Robyn Arnold’s counsel, Rosen, was worried because he was not planning to mount a case—in the sense of putting forward an array of witnesses or calling his client to the stand. He was hoping to win almost strictly on the basis of arduous cross-examination. But he knew how risky this approach would be: many legal observers think juries never fully accept the notion of a defendant’s presumed innocence when the defendant doesn’t take the stand.
The person most challenged, however, was Robert’s counsel, Robert Dilts. Mild-mannered and straitlaced, Dilts, whose services were being paid for by a friend of Ferrara’s from the gay community in New Jersey, often spoke of his bewilderment with the lifestyle the case was exposing. “Here I am, a normal guy,” he mused to me outside the courtroom. “I mean, I’ve never had a desire to marry someone who had a fake vagina. Or even to hang out with someone who did. Or take drugs. Or go to clubs like these. I’m a normal guy. And I’m trying to understand all this!”

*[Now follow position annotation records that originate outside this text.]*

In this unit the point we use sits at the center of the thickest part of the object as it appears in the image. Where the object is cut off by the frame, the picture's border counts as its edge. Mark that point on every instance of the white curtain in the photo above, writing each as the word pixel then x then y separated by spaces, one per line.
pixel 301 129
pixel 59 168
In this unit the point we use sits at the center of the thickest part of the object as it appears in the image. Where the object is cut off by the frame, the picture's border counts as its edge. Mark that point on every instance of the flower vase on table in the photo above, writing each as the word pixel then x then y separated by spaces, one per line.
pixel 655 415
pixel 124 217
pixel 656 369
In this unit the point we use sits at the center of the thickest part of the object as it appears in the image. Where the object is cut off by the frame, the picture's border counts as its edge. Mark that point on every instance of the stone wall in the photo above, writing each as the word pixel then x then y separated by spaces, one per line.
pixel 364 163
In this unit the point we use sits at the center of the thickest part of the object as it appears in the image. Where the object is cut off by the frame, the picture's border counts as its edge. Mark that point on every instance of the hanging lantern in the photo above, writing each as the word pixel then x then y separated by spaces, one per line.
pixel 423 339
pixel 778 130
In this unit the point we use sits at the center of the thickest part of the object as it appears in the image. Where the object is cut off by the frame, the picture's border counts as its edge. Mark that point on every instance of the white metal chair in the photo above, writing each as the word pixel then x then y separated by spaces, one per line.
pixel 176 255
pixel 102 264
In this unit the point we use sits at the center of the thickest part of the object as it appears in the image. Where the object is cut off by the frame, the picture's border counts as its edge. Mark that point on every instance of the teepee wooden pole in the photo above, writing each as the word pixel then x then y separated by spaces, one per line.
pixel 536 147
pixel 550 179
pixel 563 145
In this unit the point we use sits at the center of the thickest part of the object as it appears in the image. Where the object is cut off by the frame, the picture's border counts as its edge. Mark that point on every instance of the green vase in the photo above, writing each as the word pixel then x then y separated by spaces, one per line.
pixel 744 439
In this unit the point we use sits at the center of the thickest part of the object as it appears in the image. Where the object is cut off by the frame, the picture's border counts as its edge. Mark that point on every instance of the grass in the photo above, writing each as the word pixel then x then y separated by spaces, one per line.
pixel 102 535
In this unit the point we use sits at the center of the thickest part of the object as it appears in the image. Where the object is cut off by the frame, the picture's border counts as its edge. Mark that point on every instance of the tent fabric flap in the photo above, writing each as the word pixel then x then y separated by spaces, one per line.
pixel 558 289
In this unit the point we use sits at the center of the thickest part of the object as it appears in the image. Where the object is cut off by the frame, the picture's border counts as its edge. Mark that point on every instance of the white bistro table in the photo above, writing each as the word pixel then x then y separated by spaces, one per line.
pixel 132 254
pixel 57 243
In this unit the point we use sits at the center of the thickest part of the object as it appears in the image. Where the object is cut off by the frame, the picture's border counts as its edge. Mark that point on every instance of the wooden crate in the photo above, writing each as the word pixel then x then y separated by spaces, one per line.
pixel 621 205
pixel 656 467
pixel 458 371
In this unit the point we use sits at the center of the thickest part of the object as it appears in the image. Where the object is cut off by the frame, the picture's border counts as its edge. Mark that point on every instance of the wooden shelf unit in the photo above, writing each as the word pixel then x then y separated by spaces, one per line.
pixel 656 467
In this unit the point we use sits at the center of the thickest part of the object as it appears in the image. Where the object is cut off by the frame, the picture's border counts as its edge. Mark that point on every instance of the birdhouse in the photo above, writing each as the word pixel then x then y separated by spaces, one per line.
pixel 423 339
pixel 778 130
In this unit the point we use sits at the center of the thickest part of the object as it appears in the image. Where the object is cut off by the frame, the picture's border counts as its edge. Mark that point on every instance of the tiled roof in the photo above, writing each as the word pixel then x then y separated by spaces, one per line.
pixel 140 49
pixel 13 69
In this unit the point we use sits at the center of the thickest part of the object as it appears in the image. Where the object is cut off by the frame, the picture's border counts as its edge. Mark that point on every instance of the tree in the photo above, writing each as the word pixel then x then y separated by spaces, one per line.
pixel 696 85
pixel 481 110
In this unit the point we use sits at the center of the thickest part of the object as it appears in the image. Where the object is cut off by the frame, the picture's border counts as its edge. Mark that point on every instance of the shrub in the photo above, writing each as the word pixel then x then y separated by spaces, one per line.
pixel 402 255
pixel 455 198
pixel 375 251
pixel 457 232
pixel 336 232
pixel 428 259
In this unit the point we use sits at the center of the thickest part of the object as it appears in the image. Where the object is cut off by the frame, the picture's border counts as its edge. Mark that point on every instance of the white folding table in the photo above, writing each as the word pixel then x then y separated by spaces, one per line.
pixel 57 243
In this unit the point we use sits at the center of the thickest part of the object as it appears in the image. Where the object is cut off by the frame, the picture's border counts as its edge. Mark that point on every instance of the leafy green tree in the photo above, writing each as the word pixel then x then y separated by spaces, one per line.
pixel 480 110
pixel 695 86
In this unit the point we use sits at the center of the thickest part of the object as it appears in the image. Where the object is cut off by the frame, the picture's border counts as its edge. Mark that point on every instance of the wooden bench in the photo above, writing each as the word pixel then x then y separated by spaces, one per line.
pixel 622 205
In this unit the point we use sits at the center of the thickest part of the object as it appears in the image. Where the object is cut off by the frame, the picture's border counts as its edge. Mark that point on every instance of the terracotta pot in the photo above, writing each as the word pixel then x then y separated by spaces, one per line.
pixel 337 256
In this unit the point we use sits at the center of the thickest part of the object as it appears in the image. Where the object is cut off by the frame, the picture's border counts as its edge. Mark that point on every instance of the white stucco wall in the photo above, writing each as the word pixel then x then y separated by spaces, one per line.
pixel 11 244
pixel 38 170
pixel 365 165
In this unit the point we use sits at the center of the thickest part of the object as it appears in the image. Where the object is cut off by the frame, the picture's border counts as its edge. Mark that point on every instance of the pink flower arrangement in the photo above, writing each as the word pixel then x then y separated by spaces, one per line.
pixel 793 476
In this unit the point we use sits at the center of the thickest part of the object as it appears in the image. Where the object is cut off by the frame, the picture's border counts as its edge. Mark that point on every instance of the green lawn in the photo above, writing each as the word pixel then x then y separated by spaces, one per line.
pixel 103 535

In the face of these concerns, the trial at last got under way. The prosecution contended that on the night of October 7, 1981, Robyn Arnold and Robert Ferrara drove Delia to a wooded spot in Rockland County and shot her, each firing twice. About two weeks later, according to the prosecution, Robert returned to the scene of the crime. Delia’s body had not been discovered. Robert bundled Delia into a yellow blanket and dropped her into the Hudson, where she floated downstream. No murder weapon had been found, so with the exception of Giorgio, the prosecution witnesses would testify simply about Robyn and Robert’s possible motives for killing Delia and about circumstantial evidence linking them to the crime.
On they came: Deli
a’s family, her mother, stepmother, and father; Delia’s pals, the habitués and managers of the bars and discos; and Delia’s protégés, the female impersonators (one sporting a mustache, another with the improbable stage name of Dottie Fuck-Fuck). The witnesses all seemed to think that both Robyn and Robert had had a motive for murder. Each of the pair, for reasons of his or her own, had become fed up with Delia.
In Robert’s case, the problem had been Delia’s sex change. On the verge of tears, her eyelashes fluttering, Delia’s mother said that shortly before she disappeared, her daughter had telephoned and, in the long tradition of mother-bride talks, complained, “My husband isn’t as active in the bedroom as he used to be.” Robert, Delia’s mother implied, had been disgusted by Delia’s new sex and had seen no way out of the predicament of his marriage short of killing his anomalous wife.
Jealousy was suggested as Robyn’s motive. Several witnesses testified that she had been obsessively in love with Delia. She had kept a kind of shrine to him, they said, with twenty or thirty photographs of him in and out of costume and all his wigs and shoes and glittery get-ups. She’d accepted his sex change, even paying for the operation, and accepted his marriage to Robert, even paying for the ring. But she’d apparently wanted to be, if not the only love of his life, at least the only woman in that life. The hair stylist Laura, with whom Delia had flirted, testified that Robyn had said wistfully to her, “If Delia can have a lesbian relationship, why can’t it be with me?” Delia’s stepmother, Patricia, said Robyn had told her she paid for Delia’s penile inversion, and that she’d done so because “if I can’t have Delia as a lover, I’d rather have him as a close girlfriend.” And Delia’s mother, Joan, insisted that on the night before Delia disappeared, when all the clique with the exception of Robyn had slept together at Tony Poveromo’s house, Robyn had in fact gone over in the wee hours to join the group, seen Delia and Laura locked in a nude embrace, and become so enraged that she fled.